Nach Diesel-Affäre und Kartellvorwürfen will die VW-Spitze nach einem Bericht des "Manager Magazins" im Audi-Vorstand aufräumen. Vier von sieben Vorständen der Ingolstädter VW-Tochter sollten ihre Positionen verlieren, berichtet das Magazin unter Berufung auf Informationen aus dem Unternehmen.
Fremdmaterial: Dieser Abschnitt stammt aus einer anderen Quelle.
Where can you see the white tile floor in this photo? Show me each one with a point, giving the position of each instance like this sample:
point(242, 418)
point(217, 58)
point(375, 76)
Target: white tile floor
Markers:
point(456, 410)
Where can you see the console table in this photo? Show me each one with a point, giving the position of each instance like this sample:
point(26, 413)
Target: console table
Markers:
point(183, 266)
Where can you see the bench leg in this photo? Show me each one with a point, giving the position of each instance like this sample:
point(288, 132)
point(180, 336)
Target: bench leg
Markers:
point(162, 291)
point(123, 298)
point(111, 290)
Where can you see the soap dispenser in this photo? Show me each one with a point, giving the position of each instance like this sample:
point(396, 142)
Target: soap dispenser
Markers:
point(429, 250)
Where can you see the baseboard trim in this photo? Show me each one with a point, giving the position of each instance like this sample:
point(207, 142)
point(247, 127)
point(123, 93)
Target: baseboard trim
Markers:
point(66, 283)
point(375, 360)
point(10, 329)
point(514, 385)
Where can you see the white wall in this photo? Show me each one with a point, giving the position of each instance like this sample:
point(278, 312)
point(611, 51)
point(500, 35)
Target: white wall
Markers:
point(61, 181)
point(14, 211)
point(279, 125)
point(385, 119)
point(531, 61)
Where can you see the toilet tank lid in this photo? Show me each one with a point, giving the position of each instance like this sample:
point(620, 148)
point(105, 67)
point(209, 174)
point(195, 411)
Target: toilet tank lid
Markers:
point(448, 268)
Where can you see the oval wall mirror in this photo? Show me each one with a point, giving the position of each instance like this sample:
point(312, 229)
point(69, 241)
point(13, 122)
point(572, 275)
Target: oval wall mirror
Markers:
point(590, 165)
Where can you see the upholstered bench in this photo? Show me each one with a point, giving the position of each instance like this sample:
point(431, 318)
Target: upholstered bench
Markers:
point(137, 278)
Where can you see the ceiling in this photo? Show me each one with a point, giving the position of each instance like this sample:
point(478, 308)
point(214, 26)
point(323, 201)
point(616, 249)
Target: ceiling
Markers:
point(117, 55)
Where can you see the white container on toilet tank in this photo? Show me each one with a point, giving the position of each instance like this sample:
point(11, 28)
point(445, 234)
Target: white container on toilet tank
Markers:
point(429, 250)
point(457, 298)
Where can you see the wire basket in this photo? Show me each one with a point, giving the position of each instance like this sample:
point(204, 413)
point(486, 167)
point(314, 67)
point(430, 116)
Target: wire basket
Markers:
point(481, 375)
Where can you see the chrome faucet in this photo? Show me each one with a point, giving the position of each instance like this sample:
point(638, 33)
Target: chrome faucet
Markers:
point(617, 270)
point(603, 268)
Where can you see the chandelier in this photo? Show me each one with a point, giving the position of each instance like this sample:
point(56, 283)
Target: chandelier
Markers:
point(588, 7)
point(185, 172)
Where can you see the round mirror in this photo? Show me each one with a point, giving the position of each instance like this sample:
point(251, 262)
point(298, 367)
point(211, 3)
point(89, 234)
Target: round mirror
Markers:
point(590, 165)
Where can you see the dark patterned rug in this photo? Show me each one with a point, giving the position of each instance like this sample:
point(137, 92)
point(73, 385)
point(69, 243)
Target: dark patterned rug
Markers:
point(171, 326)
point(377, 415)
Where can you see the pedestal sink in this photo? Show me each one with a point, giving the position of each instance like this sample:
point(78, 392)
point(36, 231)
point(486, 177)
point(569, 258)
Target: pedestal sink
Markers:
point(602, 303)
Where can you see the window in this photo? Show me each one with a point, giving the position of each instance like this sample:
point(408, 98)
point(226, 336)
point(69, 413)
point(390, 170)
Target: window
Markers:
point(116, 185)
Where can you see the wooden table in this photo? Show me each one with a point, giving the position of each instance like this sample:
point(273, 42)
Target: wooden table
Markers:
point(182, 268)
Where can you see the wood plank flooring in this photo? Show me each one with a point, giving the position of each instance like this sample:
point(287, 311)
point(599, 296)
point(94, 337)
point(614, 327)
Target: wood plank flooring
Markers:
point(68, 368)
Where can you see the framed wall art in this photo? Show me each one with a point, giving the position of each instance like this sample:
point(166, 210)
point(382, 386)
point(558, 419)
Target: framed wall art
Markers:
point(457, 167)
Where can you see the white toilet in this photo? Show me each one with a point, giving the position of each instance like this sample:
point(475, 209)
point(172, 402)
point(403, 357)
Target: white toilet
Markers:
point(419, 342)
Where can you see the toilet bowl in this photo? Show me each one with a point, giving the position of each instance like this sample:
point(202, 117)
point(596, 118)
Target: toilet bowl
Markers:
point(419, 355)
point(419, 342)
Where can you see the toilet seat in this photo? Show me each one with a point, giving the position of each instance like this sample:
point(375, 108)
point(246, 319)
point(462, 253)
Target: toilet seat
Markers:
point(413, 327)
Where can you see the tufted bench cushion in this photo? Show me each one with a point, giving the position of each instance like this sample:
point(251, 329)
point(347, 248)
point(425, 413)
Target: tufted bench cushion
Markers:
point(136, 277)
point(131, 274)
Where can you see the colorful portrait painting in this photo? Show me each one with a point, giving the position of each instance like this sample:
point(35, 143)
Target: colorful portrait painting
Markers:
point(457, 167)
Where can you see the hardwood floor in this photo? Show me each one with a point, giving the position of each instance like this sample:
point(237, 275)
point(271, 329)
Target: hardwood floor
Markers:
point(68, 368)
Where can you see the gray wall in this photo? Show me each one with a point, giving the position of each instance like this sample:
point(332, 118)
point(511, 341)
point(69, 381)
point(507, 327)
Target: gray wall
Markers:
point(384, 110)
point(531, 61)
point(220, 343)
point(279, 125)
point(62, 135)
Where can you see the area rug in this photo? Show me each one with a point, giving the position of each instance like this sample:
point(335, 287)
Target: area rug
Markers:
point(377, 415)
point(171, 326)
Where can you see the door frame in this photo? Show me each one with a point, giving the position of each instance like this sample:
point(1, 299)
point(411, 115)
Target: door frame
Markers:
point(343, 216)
VW-Konzernchef Matthias Müller habe die vier bereits über ihre bevorstehende Abberufung informiert. Ein Audi-Sprecher sagte zu dem Bericht am Freitag lediglich: "Wir kommentieren das nicht." Von VW gab es keine Stellungnahme.
28.07.2017 18:39

Einen formalen Beschluss über den Vorstandsumbau soll es dem Bericht zufolge noch nicht geben. Audi-Chef Rupert Stadler soll sein Amt laut dem Magazin vorerst behalten. Spekulationen über die bevorstehende Ablösung mehrerer Audi-Vorstände gibt es seit Wochen, auch der Audi-Betriebsrat ist unzufrieden mit der Lage. Abgesehen von Diesel-Affäre und Kartellvorwürfen hat Audi im Vergleich zu den Konkurrenten BMW und Daimler an Boden verloren. Im ersten Halbjahr waren die weltweiten Verkaufszahlen zurückgegangen, der Umsatz stagnierte./cho/DP/stw

(AWP)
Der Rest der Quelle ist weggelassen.